Thursday 11 December
I keep my projects in their own private cubicles in what I like to call my correction chamber. Tanks all plumbed in, my projects kitted out with adult disposable nappies. Cleanliness is so important for morale. I keep them healthy, plenty of vitamins, nutrients, electrolytes. I want them to live as long as possible. So that I can make the choices about when to say goodbye. It’s all about power. Power is hugely exciting.
I don’t like to call them my victims. I prefer the term projects.
I’m not a violent person, really I’m not. Once, when I was a kid, I hit a sparrow with a pebble I fired from my catapult. I can still remember that bird spinning round and round like a helicopter, plummeting to the ground. I’d never really expected to hit it — I’d just fired at it for fun. I picked it up, its feathers all soft and its body so warm, and I was crying, trying to breathe life back into it through its little beak.

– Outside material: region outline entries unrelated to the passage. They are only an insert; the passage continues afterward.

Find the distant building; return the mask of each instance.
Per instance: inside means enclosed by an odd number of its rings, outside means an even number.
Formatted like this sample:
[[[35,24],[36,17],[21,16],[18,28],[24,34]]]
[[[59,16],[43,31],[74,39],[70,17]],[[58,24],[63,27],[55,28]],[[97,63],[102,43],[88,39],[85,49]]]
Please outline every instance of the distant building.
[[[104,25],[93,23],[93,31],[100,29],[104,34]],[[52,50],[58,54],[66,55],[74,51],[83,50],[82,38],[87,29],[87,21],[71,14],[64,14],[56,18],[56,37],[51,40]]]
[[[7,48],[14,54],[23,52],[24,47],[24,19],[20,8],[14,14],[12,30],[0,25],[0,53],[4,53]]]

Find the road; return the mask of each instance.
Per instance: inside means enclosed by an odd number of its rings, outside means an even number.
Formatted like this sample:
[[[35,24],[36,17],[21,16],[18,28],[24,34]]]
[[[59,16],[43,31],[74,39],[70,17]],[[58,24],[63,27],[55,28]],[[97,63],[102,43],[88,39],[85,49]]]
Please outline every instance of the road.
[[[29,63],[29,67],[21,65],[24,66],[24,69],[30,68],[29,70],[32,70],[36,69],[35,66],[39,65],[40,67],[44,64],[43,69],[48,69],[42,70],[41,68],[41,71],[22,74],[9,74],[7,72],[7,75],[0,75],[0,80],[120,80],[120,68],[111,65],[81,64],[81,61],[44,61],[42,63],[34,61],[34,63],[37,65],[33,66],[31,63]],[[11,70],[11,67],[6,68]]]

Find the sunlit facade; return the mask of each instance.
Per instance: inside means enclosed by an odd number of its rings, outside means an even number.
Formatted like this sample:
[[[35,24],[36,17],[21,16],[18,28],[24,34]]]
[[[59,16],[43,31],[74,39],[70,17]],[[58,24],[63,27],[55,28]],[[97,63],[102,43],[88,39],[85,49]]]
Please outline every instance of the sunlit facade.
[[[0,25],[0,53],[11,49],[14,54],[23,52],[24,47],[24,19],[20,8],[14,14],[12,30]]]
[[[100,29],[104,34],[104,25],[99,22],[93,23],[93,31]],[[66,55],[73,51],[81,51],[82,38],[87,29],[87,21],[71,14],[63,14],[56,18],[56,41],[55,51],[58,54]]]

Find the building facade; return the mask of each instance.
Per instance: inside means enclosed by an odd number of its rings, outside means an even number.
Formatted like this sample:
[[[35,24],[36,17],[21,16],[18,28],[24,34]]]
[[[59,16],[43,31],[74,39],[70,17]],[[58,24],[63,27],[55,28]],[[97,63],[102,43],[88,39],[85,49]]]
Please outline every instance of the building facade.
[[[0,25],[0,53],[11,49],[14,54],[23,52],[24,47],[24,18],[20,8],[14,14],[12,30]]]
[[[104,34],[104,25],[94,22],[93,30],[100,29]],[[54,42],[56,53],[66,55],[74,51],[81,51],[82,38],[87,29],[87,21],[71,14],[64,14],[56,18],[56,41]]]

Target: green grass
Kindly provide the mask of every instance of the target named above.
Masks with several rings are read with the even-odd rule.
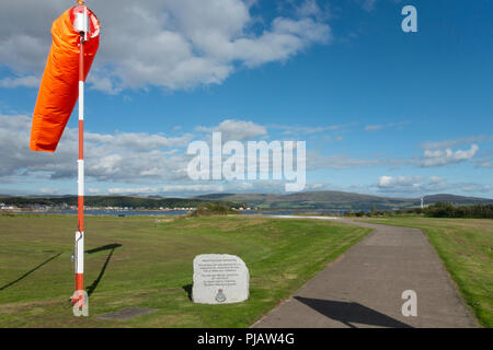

I dug a grave for it, laid it in the bottom, apologized, covered it with earth and said a prayer.
I felt like shit for days after. But at the same time it wakened something inside me. Every time I looked at a bird, for the rest of my childhood, I would think to myself about the power I had.
The power of death.
Killing things makes me feel strong. Some people will say that’s evil.
Here’s the thing: does evil exist? Surely only if you believe in God. Otherwise you believe in the survival of the fittest. Which means I survive and others I choose to kill don’t.
Today I’ve chosen to kill. I’ve been looking forward to this moment for days — well, actually, for weeks!
But, of course, you are not capable of ever knowing the pleasure this is going to give me.